Но бегуны были умнее — шли только на людей. Только на тепло, на ритм сердец. На людей.

И каждая секунда в таком темпе ощущалась целым веком.

За бегунами в тоннель ворвались лотерейщики.

Это нарушало обычную картину поведения заражённых. Обычно такие особи, массивные и быстрые, первыми добирались до цели — проталкиваясь сквозь толпу слабых и не координирующих движение собратьев. Но сейчас они вошли только тогда, когда волна бегунов иссякала, а передовая уже была усеяна телами. Значит, ими кто-то управлял. Кто-то, кто держал всю стаю под контролем.

Горгон понял это мгновенно.

Если это элитник — значит ситуация ужасна. Если заражёнными командует иммунный, с даром управления стаей… то это лишь иной оттенок катастрофы. И в данный момент он даже не знал, что хуже.

Но гадать об этом не было смысла.

Горгон всадил дар в ближайшего лотерейщика. Направление было точным — прямо в область спорового мешка, защищённого рёберным щитом и плотной биобронёй. Но дар применялся на конкретную область, а умозрительный прицел старожила был отлажен с точностью атомных часов: волокна окаменели, мгновенно разорвав связь паразита с телом носителя.

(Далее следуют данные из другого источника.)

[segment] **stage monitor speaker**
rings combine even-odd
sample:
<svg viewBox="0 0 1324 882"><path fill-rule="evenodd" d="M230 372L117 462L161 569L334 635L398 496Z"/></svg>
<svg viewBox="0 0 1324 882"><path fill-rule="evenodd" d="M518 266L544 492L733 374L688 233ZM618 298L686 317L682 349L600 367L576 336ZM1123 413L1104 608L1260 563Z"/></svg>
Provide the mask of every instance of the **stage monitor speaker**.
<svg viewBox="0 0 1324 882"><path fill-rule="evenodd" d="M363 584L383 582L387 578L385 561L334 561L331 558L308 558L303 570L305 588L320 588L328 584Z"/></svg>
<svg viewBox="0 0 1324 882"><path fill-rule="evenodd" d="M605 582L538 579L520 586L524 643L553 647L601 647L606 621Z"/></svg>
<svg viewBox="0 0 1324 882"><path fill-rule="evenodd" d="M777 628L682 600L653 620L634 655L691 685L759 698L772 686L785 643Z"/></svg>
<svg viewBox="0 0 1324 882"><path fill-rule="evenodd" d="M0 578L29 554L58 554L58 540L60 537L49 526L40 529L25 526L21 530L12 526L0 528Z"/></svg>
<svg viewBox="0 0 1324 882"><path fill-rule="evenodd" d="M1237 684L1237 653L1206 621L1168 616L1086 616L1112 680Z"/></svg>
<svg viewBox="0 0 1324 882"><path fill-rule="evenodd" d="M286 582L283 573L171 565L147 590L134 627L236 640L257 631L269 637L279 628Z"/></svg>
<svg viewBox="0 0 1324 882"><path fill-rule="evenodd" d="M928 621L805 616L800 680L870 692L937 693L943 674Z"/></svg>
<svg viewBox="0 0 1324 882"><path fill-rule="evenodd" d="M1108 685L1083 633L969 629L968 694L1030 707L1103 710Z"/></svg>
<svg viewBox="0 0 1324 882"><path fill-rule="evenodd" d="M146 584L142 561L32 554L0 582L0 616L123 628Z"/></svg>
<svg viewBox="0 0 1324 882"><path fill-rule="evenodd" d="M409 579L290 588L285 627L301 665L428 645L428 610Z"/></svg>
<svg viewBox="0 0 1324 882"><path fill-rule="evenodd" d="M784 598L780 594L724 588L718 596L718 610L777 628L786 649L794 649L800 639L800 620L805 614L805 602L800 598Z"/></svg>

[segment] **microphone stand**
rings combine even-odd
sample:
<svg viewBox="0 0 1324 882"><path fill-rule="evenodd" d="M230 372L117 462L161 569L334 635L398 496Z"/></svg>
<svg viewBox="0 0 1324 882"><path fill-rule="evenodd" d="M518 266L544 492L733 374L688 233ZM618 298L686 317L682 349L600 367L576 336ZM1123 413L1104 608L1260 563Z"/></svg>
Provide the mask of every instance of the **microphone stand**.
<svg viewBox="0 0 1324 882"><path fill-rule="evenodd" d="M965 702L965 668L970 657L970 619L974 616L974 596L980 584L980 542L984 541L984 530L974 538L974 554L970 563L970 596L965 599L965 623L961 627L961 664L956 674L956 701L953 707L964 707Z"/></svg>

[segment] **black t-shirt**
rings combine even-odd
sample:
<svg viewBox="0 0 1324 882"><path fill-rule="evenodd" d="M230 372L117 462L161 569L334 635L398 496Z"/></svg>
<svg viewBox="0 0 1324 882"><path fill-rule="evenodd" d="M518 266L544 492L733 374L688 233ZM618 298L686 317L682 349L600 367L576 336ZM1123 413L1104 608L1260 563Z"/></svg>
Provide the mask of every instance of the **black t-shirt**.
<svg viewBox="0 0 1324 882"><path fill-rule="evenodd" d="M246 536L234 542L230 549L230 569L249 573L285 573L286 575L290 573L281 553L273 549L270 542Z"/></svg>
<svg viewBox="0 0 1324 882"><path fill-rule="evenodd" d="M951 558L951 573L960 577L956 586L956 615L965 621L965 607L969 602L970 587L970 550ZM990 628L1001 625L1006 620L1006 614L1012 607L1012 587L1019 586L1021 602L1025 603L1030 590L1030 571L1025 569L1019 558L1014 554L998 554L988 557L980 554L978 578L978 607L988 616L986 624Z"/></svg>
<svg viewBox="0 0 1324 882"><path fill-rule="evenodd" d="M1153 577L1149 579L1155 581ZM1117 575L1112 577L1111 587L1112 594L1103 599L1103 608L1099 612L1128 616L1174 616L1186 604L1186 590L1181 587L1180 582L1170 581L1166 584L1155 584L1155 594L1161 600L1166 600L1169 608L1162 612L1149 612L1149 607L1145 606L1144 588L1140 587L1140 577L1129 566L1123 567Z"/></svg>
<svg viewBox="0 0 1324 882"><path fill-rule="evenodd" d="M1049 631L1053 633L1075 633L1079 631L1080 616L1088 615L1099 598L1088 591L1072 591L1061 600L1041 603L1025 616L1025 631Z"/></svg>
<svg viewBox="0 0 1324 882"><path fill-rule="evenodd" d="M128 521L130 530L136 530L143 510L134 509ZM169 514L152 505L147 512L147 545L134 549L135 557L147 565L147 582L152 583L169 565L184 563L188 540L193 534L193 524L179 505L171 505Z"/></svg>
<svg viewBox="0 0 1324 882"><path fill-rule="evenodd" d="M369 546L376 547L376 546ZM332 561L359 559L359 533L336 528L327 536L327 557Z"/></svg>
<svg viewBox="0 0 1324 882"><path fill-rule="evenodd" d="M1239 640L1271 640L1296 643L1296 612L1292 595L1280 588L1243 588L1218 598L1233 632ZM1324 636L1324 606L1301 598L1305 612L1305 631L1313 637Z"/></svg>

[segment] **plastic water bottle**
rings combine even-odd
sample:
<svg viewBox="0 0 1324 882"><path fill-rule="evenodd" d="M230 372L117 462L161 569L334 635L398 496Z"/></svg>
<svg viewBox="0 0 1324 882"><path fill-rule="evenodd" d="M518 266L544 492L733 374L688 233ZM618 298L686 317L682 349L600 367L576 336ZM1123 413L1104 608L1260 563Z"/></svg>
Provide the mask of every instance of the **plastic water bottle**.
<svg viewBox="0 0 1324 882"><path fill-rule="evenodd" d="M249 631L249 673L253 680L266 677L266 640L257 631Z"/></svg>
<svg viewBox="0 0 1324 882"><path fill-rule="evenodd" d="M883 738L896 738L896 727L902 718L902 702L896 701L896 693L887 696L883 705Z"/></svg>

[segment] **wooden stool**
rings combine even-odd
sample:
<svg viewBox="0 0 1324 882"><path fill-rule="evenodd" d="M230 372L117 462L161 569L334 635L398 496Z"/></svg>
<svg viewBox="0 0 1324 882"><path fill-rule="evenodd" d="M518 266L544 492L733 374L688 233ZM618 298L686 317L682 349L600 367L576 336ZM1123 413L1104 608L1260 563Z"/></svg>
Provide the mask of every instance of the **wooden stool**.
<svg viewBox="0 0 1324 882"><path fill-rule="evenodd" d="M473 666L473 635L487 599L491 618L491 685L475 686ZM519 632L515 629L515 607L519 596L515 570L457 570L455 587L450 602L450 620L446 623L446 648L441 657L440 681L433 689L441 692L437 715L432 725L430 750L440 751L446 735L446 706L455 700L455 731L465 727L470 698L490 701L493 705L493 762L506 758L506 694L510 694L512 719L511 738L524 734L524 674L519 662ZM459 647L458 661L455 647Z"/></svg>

Тварь замерла и ударилась мордой о пол, бездушной марионеткой. Массивное тело сложилось с глухим шлепком. Летящие следом заражённые не успели затормозить — и первый из них, стучащий пятками топтун, запнулся о тушу и рухнул, не удержав равновесия, но сразу же вскочил на лапы, практически не потеряв в скорости.

Однако этой заминки вполне хватило, чтобы превратить в музейную окаменелость паразитический мешок трёхсот килограммового мутанта. Разряд, как и в прошлый раз, вызвал каскадное мышечное смыкание: заражённый затрясся в судороге, как будто кто-то сжал его изнутри и не отпускал. Он рухнул рядом с первым, и сверху на них навалилось ещё двое бегунов, не сумевших среагировать на изменение рельефа из подающих тел.

Дар Горгона работал с устрашающей надёжностью. Каждое применение — гарантированная ликвидация. Но каждый выброс оставлял его чуть более истощённым. Жар пробегал по позвоночнику, сердце вздрагивало от перегрузки, а зрение временами затягивалось поволокой. Он знал, что через несколько применений наступит предел — и тогда... Думать, что будет после этого, не хотелось.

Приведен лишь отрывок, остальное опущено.